I don't understand the math here.

luismarques added inline comments.Aug 16 2019, 3:58 PM
llvm/lib/Target/RISCV/RISCVInstrInfo.cpp
517

@efriedma I was assuming it wouldn't be possible to make getInstSizeInBytes fully account for compression due to relaxations and/or compression being done by the linker, but if that is possible (or at least a good enough approximation) then that sounds like a good solution.

lewis-revill marked 2 inline comments as done.Aug 19 2019, 4:48 AM
lewis-revill added inline comments.
llvm/lib/Target/RISCV/RISCVInstrInfo.cpp
502

That's a sensible suggestion, I was using t0 to match how the save/restore libcalls behave so I presumed there was a good reason for using t0. Don't we also need to think about RV32E here though?

524

Good catch this is definitely an error.

luismarques marked an inline comment as done.Aug 19 2019, 5:02 AM
luismarques added inline comments.
llvm/lib/Target/RISCV/RISCVInstrInfo.cpp
502

Good point about RV32E. I guess you can either always use t2 or check the target and use t6 when available, falling back to t2 otherwise. If that's not trivial it might be worth checking how hard it would be to dynamically choose the register, like AArch64 does IIRC.

paquette added inline comments.Aug 20 2019, 9:07 AM
llvm/test/CodeGen/RISCV/machineoutliner.ll
1 ↗(On Diff #215075)

I recommend writing a .mir test for this instead of a .ll test. (e.g, use -stop-before=machine-outliner -simplify-mir)

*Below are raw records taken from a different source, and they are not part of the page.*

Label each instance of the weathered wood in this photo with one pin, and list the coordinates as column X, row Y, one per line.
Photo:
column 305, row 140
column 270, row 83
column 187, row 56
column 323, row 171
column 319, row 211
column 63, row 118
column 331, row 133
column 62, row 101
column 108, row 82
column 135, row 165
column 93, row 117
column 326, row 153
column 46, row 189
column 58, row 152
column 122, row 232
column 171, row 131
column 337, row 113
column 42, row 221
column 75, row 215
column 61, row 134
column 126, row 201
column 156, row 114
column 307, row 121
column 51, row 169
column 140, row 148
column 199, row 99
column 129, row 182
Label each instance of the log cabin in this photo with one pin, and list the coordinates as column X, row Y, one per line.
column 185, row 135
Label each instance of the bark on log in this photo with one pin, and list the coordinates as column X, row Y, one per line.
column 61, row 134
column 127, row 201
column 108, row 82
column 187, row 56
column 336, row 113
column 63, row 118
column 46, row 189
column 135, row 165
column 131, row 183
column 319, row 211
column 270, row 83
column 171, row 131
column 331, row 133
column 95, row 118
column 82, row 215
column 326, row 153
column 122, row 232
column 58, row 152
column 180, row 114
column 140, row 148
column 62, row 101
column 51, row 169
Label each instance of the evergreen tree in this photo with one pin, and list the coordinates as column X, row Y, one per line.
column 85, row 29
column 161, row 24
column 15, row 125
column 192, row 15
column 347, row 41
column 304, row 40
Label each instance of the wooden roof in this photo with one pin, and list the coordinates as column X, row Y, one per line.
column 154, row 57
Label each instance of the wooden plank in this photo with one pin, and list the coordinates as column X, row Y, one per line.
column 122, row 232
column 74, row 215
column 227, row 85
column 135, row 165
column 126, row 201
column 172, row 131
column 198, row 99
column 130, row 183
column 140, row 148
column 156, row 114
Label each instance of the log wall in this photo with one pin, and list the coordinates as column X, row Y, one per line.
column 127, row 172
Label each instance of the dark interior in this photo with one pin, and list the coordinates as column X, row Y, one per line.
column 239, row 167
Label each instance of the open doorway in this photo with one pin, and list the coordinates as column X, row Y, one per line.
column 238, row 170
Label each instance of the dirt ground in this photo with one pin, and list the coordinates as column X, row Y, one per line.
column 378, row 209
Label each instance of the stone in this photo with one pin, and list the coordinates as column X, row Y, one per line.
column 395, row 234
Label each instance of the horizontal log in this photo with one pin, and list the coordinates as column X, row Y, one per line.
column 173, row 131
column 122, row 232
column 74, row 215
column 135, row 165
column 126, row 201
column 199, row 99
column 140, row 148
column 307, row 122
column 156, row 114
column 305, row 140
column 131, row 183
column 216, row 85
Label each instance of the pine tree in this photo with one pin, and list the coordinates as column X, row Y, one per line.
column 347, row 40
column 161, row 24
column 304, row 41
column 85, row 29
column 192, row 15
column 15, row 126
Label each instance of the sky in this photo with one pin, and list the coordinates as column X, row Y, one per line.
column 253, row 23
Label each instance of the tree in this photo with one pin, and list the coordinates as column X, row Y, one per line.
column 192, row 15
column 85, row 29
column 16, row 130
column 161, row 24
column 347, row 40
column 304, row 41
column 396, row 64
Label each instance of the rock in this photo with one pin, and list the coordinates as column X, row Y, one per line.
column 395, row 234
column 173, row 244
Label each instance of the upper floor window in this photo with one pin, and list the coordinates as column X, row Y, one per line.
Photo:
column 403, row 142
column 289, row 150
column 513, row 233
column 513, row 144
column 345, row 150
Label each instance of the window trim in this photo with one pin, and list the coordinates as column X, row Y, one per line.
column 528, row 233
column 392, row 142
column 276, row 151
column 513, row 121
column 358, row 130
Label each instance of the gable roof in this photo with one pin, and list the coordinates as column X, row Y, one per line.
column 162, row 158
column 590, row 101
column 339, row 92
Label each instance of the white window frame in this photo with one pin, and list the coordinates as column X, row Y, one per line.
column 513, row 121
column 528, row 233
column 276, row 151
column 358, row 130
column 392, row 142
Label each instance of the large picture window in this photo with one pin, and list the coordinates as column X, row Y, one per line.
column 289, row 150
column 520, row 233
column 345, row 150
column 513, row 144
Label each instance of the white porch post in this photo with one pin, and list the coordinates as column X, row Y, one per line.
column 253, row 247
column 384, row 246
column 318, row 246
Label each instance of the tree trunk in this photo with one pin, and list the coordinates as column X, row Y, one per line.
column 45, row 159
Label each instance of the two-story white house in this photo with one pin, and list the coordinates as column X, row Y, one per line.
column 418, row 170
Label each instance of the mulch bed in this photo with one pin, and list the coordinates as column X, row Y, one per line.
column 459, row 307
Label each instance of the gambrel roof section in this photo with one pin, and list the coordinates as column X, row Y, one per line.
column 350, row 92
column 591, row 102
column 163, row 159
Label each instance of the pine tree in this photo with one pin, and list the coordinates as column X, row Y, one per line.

That would make the test resilient against other code generation changes, and make it easier to test the instruction sequences you want to test.

efriedma added inline comments.Aug 20 2019, 12:36 PM
llvm/lib/Target/RISCV/RISCVInstrInfo.cpp
517

The linker only changes the size of calls and global address computation, currently. I mean, I guess it's theoretically possible for it to compress other branches, but that isn't implemented, as far as I know. So it should be possible to accurately compute the size of almost all compressible instructions.

LLVM currently doesn't do any RISCV compression computation before the assembler runs, but it was only implemented that way to simplify the implementation; it could be done earlier, if it would be useful.

Rebased and addressed a couple of comments.

lewis-revill marked 3 inline comments as done.Aug 22 2019, 2:43 AM
lewis-revill added inline comments.
llvm/lib/Target/RISCV/RISCVInstrInfo.cpp
492

I've added the basic checks here, I will look into adding tests for this.

llvm/test/CodeGen/RISCV/machineoutliner.ll
1 ↗(On Diff #215075)

I haven't used the tool in this way before, I've been trying to replicate the command used in the AArch64 run line, but I'm still getting 'error: expected top-level entity' when running the check.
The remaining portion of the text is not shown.